Nuestros ojos se encontraron y, conforme le contaba la historia a mi madre, me di cuenta de que los ojos de mi padre siempre habían estado desde entonces fijos en mí; el pánico, el terror, la tristeza, la vergüenza de aquel momento no me habían abandonado nunca.
—Cariño, espera... espera...
Pero yo ya estaba forcejeando con la cancela del jardín, sin ver, entre lágrimas. Salí corriendo, tirando de Barkley en vez de al revés. Corrí hasta que no pude más y después estuve andando sin parar hasta que se hizo de noche. Cuando por fin subí los escalones del porche, mi madre me esperaba en el columpio; la llama de su cigarrillo se reflejaba en la ventana como si hubiera dos cigarrillos, el suyo y el de mi padre, en lugar del suyo solo. Se levantó de un salto y me preguntó dónde había estado. Me dijo que estaba muy preocupada, que había llamado a la policía. Yo me encogí de hombros y contesté:
—En ningún sitio.
Ella me abrazó, me puso el pelo detrás de la oreja y me dijo que mi padre se había ido al cielo.
—Así que fui yo —le dije a mi madre por el teléfono entre sollozos—. Por estar fisgoneando. Eso fue lo que le provocó el infarto. Se llevó literalmente un susto de muerte.
—Ella —dijo mi madre, casi podía verla poniendo en orden sus pensamientos—, lamento mucho que hayas pensado eso todo este tiempo. Cielo, eres científica. Busca las pruebas: tu padre fumaba más de dos paquetes al día, adoraba la mantequilla, el beicon y la nata y, al parecer, se estaba follando vigorosamente a una veinteañera. Tú no tuviste la culpa. Ni yo, si a eso vamos.
Sabía que tenía razón, que al decir por fin la verdad sobre lo que yo ya sabía, me estaba dando una versión más real de lo que yo no había sabido de niña, de lo que no podría haber sabido.
—Lo siento mucho —continuó—. Debería haberme dado cuenta de que el cambio que experimentaste se debía a algo más... Yo... Fue más fácil para mí. Tú eras una niña fácil. Y supongo que, después de todos estos años, hablar de tu padre era como sacarlo de la tumba. Ya sabes, dejemos que los muertos sigan siendo perfectos. Es lo único que tienen.

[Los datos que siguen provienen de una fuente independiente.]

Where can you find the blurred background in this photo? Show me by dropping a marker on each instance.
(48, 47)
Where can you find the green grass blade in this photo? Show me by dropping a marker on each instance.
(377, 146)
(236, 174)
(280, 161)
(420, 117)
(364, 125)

—Se me ocurre que... la perfección es una carga demasiado pesada, estemos vivos o muertos.
Mi perfecto padre muerto. Mi perfecto marido muerto. Ya no tan perfectos en mi mente. Sabía que, de algún modo, los había liberado y que comenzaba a liberarme yo también. Pero aún tenía un largo camino por delante.
—Ojalá me lo hubieras dicho entonces, cariño. ¿Te guardaste todo eso para ti?
Dije que tenía que colgar, que los niños entraban por la puerta, pero no era cierto. Me quedé de pie en el porche trasero, cogiendo aire profundamente varias veces. Callie llegó corriendo y se frotó el morro manchado de barro contra mi pierna, mientras me golpeaba con fuerza con la cola. Acababa de volver de su última sesión de excavación.
Fui a buscar una toalla vieja y le limpié el barro del morro y las patas.